Conventional migratory subspace learning methods typically employ a trace norm to approximate a low rank, however it is too relaxed, resulting in its solution being severely biased from the ideal solution. In addition, the conventional method ignores category information of the alignment data, so that the category performance is reduced. Therefore, the present embodiment proposes a non-convex discrimination migration subspace learning method incorporating distribution alignment information to solve these problems. Specifically, the object of the present embodiment is to learn the projection matrix P to project the source domain and the target domain into one common subspace.

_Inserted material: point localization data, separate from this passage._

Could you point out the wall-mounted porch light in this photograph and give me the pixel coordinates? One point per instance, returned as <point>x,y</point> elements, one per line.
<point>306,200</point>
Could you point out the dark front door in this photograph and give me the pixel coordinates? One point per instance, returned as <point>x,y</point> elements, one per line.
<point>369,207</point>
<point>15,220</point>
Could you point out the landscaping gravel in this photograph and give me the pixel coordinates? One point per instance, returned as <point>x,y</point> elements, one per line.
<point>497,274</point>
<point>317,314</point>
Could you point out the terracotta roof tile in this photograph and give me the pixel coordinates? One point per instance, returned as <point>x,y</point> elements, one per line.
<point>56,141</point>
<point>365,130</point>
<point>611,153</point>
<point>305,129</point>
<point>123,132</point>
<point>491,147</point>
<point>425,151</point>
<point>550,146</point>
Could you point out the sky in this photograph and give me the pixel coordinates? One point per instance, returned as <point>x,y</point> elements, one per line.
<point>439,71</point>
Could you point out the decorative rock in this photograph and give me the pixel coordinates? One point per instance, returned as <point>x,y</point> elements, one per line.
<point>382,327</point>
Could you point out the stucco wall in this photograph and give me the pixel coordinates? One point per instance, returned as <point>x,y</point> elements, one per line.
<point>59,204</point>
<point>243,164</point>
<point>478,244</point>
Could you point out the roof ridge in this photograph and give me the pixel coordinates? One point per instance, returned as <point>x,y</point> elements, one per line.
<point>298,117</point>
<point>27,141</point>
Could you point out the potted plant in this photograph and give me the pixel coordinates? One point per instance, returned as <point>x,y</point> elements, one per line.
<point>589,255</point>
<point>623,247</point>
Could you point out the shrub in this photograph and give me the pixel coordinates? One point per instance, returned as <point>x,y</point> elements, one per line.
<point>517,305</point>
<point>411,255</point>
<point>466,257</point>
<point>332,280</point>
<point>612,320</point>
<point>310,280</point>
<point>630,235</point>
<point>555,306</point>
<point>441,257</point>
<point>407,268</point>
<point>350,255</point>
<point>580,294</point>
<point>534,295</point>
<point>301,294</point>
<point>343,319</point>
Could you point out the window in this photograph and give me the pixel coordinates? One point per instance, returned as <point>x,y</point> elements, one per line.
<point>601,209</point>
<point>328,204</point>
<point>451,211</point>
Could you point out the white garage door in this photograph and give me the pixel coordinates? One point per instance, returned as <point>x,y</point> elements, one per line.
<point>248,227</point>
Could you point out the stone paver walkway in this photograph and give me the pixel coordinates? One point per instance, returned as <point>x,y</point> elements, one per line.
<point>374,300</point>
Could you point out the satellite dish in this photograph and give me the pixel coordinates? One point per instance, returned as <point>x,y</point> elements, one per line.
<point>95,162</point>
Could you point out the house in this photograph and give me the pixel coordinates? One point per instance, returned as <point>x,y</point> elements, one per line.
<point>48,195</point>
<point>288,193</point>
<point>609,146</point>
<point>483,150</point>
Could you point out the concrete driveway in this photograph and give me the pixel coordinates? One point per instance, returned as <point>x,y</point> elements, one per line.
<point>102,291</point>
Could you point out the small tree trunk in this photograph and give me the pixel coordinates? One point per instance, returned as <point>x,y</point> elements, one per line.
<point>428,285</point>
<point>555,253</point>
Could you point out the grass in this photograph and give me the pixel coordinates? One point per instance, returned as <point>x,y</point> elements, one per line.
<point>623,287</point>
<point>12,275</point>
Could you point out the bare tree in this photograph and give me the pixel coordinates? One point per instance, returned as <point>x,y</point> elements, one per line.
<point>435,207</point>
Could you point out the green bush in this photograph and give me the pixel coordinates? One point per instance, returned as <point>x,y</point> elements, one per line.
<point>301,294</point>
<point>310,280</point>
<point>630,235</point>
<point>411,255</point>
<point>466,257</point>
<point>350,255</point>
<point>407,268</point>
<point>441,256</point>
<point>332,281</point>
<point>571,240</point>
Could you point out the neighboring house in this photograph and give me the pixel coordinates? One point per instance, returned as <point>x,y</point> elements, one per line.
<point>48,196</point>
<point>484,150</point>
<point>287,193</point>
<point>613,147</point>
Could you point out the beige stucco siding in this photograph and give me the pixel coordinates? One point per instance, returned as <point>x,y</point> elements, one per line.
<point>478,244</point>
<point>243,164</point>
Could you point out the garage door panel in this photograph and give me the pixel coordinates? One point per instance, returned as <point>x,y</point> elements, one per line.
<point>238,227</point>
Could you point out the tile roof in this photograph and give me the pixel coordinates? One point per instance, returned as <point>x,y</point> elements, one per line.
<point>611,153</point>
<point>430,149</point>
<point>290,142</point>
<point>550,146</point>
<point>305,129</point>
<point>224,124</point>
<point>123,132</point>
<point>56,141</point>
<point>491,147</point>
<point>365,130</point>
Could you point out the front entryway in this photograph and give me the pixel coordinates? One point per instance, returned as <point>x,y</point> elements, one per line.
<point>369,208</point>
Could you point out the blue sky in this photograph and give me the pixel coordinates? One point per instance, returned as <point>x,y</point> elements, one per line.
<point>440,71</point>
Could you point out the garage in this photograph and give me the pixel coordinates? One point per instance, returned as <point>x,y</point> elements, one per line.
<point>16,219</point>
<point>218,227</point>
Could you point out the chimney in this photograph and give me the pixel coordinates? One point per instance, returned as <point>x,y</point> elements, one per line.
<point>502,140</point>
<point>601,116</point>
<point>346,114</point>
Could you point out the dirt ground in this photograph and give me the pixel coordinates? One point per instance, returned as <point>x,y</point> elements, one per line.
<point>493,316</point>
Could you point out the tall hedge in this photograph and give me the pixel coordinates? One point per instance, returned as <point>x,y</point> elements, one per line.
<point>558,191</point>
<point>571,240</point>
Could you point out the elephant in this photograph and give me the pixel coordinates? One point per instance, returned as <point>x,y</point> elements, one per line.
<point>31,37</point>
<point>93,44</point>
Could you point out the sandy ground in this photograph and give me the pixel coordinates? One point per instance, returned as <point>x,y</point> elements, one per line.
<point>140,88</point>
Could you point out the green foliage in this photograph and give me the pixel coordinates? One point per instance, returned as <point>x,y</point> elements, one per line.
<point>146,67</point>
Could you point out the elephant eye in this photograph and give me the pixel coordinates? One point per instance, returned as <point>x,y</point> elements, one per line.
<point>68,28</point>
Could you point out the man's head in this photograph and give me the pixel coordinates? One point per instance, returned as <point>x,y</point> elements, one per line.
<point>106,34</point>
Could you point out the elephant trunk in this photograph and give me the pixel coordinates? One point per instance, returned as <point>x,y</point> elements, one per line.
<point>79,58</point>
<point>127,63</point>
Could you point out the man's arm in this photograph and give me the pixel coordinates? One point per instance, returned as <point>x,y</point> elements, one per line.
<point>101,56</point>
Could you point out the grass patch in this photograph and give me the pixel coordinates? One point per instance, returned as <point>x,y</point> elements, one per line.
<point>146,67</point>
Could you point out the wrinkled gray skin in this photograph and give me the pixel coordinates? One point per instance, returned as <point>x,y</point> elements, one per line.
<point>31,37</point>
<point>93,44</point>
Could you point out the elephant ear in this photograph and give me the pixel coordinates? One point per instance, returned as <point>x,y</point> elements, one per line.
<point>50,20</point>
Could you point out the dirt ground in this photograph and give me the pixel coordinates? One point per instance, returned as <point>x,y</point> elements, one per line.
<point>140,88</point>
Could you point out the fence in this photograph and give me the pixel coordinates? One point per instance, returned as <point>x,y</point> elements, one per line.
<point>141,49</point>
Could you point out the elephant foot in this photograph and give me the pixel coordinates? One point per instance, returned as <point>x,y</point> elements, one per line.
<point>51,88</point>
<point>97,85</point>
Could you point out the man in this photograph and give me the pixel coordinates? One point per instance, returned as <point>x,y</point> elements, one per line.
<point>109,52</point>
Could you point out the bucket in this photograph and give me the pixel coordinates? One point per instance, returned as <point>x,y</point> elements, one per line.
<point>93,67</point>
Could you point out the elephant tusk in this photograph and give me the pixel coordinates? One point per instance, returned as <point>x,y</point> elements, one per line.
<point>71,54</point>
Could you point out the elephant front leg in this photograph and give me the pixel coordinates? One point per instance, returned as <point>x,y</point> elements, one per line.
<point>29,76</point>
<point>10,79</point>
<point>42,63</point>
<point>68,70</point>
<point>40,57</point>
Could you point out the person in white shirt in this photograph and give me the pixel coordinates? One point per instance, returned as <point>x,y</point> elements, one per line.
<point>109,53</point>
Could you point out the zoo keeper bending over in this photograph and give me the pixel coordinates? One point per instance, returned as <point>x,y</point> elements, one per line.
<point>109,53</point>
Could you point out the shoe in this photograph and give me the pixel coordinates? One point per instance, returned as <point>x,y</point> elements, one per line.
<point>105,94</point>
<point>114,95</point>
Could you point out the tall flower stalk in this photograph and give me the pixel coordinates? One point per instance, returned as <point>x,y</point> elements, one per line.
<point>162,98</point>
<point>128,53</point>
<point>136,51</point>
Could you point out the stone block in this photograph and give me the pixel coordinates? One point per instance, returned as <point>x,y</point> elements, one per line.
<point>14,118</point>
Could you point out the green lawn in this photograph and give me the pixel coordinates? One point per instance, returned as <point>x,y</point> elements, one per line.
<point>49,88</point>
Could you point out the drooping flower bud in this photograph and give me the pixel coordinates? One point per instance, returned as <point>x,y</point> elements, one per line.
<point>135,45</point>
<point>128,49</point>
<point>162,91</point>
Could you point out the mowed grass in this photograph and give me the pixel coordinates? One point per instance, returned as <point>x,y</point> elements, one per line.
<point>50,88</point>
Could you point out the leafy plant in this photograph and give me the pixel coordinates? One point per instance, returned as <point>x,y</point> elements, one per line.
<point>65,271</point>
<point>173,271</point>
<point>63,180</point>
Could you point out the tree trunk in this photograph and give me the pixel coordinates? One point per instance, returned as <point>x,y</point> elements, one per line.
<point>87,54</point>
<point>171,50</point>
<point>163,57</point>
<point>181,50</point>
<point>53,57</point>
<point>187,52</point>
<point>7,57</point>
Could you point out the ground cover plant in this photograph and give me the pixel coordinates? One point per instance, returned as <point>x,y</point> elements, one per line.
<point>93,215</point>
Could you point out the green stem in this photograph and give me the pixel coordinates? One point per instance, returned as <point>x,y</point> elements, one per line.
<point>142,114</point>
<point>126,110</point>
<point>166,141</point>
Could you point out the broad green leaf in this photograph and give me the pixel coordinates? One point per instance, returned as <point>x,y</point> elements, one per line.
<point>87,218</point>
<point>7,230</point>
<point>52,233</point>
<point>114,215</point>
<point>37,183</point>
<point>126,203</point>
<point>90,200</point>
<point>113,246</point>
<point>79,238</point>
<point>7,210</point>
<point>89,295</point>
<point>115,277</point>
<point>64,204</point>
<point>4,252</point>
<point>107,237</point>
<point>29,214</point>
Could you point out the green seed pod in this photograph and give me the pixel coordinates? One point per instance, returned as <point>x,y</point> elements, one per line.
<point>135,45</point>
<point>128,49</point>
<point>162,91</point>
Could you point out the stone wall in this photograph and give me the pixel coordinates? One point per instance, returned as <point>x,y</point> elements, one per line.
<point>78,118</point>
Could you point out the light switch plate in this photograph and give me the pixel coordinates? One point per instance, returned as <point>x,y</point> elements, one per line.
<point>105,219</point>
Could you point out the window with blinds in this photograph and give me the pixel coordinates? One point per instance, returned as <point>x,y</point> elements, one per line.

Referring to fig. 1, the embodiment discloses a non-convex discrimination migration subspace learning method integrated with distribution alignment information, which is used for image recognition and comprises the following steps:

step S1, constructing an objective function by cutting off the square of the Frobenius norm, wherein the method specifically comprises the following steps:

in step S10, since the two domain data are in the same manifold, the target domain data can be linearly represented by the source domain data, and the original formula is written as follows:

P ^T X _t ＝P ^T X _s Z+E (1)

Step S11, each target sample may be represented linearly by a combination of its source domain neighbor samples. Thus, a low rank constraint is imposed on the reconstruction matrix Z to preserve this property and preserve the global structure of the data. At the same time, the reconstruction of each target sample only needs few source domain samples to participate, and l is applied ₁ The norm promotes the sparseness of the data on Z to ensure the local structure of the data, and the obtained objective function is as follows:

where α, β, λ are regularization parameters.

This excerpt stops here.